A third and, I believe, less convincing reason to promote race-based affirmative action is rectification of historical discrimination — slavery, Jim Crow laws, etc. Yes, there was awful and consistent discrimination toward black people, but affirmative action, as a way of saying “sorry,” seems superficial. The eventual goal of affirmative action is to no longer need affirmative action, not to strengthen the institution for perpetuity.

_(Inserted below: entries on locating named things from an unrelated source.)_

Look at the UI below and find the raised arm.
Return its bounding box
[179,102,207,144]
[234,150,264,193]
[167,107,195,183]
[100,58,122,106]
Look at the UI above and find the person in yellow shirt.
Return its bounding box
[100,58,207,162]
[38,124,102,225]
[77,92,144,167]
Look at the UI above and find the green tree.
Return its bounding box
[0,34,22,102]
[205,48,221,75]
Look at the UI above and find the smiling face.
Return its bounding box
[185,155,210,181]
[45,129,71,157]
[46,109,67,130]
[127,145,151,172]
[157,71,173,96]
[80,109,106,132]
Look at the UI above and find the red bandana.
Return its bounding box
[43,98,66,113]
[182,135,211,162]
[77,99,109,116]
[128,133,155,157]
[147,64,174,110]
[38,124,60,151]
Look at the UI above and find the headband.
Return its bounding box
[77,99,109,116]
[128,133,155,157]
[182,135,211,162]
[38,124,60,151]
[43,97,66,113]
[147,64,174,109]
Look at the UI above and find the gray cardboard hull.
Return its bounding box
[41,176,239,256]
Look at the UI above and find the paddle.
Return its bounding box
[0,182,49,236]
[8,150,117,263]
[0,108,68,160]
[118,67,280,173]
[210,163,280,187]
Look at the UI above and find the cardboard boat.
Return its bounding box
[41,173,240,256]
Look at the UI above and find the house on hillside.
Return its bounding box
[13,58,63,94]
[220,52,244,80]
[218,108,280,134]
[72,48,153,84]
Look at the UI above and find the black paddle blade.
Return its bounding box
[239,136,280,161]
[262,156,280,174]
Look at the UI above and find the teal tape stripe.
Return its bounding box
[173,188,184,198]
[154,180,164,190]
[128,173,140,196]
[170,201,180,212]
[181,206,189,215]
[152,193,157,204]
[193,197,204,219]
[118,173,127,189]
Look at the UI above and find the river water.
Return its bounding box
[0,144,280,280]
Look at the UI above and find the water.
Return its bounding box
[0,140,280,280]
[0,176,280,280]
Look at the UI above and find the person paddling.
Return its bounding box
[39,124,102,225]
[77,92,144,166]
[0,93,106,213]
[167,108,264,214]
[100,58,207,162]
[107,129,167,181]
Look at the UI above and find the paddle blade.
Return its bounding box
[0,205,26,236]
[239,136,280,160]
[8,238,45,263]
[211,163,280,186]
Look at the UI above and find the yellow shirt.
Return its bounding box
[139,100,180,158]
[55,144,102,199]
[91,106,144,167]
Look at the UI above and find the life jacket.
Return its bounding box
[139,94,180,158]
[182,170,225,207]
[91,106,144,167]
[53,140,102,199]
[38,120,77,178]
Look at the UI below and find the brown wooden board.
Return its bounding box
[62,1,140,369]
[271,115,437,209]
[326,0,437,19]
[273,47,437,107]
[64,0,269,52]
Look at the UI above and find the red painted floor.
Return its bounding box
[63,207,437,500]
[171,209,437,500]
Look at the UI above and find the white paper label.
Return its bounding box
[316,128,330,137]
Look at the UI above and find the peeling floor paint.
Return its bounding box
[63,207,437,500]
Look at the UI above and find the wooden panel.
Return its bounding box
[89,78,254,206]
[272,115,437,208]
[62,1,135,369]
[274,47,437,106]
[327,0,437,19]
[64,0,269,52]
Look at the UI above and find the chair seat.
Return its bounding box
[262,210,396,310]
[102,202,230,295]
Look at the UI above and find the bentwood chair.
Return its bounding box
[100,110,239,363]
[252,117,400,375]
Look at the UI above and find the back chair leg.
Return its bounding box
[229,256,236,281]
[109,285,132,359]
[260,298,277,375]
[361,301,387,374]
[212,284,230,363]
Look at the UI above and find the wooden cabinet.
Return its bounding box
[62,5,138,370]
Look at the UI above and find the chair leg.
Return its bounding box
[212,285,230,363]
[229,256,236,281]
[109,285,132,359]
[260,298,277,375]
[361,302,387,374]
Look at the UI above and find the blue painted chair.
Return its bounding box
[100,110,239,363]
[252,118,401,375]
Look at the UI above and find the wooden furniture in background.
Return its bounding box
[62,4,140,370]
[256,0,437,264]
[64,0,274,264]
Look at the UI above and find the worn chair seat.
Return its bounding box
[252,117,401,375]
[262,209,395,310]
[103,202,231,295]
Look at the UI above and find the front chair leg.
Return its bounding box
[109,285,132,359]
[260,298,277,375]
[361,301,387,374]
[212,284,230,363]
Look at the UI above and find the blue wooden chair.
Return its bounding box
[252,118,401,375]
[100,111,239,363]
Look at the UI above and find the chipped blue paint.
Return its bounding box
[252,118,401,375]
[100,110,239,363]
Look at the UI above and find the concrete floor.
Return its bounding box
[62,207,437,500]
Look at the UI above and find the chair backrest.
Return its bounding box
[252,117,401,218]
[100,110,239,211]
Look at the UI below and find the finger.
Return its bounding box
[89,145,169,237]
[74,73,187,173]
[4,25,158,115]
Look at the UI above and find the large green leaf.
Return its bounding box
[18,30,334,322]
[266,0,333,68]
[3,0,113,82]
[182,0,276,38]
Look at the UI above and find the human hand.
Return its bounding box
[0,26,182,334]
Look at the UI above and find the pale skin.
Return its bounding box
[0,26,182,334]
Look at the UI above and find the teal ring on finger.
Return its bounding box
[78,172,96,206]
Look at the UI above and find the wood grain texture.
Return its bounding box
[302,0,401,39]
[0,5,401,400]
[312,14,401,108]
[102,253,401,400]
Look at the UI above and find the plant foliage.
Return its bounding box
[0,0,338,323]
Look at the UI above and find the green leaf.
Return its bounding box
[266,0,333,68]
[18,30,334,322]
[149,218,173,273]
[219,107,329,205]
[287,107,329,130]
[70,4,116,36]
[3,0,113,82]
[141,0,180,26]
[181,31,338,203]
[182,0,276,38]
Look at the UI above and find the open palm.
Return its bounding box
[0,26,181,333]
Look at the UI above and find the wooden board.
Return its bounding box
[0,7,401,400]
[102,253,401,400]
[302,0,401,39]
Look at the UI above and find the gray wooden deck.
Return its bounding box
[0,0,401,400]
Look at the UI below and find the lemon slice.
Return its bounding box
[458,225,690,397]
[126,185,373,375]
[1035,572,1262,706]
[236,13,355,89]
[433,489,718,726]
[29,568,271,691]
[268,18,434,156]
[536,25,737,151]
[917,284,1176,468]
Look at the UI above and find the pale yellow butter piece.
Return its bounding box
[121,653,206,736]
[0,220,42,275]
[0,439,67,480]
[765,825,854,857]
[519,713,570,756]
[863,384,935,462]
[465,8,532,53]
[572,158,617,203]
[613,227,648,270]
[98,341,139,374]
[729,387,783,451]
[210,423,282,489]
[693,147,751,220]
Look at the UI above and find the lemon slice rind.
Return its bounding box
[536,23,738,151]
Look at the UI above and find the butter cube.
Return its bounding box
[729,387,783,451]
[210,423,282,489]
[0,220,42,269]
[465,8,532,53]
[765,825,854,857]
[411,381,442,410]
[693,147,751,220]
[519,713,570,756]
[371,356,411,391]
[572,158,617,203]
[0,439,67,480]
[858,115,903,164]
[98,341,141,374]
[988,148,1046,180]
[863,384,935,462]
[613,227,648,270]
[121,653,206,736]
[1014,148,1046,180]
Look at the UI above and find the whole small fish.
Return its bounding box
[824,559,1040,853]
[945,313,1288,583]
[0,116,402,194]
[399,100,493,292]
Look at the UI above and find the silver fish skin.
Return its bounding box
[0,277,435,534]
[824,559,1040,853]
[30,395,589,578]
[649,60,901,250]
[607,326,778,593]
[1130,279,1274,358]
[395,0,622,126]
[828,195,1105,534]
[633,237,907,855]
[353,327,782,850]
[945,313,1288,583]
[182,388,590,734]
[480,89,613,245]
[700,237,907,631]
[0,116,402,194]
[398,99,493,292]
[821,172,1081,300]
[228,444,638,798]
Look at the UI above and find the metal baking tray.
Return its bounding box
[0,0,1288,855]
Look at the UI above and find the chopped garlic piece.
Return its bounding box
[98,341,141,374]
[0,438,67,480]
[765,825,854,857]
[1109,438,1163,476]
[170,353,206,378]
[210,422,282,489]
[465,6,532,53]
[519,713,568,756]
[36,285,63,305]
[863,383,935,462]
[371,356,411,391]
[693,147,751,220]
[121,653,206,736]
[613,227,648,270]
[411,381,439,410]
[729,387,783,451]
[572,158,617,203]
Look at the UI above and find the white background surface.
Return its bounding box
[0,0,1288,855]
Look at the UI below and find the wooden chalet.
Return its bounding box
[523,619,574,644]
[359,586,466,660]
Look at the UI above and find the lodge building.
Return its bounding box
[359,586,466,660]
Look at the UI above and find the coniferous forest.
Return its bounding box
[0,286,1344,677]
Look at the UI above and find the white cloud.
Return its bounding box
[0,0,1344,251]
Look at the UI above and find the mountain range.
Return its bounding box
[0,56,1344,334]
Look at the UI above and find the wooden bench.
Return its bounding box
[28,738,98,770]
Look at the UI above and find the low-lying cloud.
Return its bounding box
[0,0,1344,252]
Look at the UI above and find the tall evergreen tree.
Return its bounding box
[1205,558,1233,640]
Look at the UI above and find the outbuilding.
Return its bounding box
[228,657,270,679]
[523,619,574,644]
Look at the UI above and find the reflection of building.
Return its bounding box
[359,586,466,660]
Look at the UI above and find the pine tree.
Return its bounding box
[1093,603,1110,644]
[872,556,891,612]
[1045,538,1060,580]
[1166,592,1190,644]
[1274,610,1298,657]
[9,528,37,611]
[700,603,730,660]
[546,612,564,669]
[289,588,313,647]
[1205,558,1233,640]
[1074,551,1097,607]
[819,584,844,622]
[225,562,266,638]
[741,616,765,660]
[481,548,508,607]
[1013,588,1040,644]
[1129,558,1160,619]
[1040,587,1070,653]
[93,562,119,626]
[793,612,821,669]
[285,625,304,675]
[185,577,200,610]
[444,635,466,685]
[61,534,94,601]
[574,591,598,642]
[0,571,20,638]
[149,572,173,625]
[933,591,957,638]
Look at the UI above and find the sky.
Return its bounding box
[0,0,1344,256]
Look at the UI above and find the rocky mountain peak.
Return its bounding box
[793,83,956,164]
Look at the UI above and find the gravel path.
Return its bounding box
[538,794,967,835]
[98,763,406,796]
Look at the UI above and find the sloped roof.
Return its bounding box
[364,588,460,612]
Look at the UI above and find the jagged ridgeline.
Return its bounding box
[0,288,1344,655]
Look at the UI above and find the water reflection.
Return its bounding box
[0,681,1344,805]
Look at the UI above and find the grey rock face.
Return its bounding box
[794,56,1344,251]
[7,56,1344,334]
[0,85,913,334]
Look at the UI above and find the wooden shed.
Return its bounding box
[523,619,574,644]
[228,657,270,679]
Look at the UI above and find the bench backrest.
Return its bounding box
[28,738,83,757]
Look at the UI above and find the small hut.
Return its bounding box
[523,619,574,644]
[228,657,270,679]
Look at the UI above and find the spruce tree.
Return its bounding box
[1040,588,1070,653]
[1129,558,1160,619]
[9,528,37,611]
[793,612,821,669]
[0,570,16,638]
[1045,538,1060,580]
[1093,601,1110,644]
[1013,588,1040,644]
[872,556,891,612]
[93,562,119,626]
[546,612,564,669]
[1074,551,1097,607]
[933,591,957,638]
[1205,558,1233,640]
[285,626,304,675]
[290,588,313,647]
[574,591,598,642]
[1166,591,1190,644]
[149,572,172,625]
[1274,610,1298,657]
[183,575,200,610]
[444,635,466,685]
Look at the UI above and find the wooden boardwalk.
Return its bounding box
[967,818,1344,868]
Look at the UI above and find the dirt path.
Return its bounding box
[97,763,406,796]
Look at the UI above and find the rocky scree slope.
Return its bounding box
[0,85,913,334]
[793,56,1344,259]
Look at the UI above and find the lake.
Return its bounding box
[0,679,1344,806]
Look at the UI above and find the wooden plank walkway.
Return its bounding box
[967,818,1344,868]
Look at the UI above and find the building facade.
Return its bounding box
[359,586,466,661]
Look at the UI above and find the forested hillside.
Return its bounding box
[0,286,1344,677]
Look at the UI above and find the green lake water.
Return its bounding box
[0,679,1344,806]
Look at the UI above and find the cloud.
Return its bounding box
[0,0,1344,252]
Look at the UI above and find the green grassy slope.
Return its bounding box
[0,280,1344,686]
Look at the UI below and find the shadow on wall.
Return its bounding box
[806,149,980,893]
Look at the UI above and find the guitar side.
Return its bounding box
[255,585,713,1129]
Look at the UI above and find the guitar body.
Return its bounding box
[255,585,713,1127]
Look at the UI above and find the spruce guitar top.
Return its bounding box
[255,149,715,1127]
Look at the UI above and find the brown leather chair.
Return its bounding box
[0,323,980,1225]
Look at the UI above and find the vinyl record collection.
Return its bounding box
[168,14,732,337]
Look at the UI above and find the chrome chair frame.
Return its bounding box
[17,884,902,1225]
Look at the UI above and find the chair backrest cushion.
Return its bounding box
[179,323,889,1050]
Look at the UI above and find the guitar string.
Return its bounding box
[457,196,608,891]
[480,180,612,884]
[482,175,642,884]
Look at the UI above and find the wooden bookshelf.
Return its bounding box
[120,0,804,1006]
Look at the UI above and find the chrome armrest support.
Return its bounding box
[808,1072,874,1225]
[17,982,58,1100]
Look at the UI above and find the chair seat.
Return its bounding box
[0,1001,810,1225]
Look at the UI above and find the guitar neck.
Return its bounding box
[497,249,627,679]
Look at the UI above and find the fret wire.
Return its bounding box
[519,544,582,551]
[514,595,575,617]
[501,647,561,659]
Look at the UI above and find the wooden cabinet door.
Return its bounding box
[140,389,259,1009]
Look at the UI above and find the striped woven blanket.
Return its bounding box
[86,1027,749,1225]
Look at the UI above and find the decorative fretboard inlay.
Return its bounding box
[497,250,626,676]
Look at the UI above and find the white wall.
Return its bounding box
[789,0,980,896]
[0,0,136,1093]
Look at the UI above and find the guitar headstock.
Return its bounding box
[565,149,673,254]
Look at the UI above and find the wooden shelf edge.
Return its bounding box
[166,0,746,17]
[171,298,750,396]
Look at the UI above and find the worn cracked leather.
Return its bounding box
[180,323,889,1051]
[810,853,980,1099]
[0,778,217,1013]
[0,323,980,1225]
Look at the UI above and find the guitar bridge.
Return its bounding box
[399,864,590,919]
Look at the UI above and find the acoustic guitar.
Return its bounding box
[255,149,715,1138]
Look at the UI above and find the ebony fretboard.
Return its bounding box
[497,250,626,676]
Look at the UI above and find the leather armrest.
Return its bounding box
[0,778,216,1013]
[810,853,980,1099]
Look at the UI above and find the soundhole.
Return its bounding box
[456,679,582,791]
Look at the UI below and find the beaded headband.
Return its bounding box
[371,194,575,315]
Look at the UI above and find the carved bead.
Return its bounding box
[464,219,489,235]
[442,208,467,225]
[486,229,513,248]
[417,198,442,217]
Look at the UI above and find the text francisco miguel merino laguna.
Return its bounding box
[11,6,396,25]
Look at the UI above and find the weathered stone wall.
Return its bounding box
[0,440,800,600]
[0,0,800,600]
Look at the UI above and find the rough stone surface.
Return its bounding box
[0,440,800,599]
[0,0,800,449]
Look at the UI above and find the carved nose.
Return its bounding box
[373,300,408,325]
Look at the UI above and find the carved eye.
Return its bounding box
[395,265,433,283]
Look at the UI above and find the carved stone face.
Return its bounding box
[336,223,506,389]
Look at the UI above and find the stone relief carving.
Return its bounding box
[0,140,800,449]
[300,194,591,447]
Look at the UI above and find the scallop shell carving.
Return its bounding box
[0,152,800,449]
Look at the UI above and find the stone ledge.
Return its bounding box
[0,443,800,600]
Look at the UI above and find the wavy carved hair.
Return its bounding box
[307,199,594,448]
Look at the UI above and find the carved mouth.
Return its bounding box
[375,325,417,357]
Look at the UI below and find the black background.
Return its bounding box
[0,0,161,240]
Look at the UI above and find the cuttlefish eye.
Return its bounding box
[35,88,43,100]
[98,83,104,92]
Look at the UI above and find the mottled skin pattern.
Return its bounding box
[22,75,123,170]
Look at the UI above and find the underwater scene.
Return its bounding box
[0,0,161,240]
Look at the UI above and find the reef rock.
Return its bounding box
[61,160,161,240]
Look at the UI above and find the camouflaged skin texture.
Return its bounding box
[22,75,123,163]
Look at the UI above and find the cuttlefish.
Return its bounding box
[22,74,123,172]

So why is race used as the central metric at hand, and not income? Basing affirmative action on socioeconomic status has many faults. The primary one is that it negates the crucial element of what the policy attempts to correct: race-wide discrimination. Socioeconomic affirmative action does not aid in increasing diversity in schools. Poor white people outnumber poor black people by nearly an order of magnitude (eight to 10 times). According to author Robert Bruce Slater in his article “Why Socioeconomic Affirmative Action in College Admissions Works Against African Americans,” poor white people also tend to outscore poor black people within the same socioeconomic strata. There are many new immigrant families from countries all over Asia, including Korea, Thailand and Vietnam, that, by definition, have not achieved the “middle-class” demarcation but whose children perform extremely well in academic settings. High-achieving Asian high schoolers from these lower-income households would take many places within the nation's most prestigious universities which would otherwise be reserved for black people. Socioeconomic affirmative action would, in all likelihood, increase the number of whites and Asians in America’s top universities. Universities would look less diverse if affirmative action was based on income level. Blacks would not be treated equally as a group, and there would be no rectification of past American iniquity (though, again, I believe this last consideration to be less important). Affirmative action is a specifically racial fix for an issue regarding the aiding of downtrodden races. The system is successful when it becomes obsolete — when every race does have equal opportunity.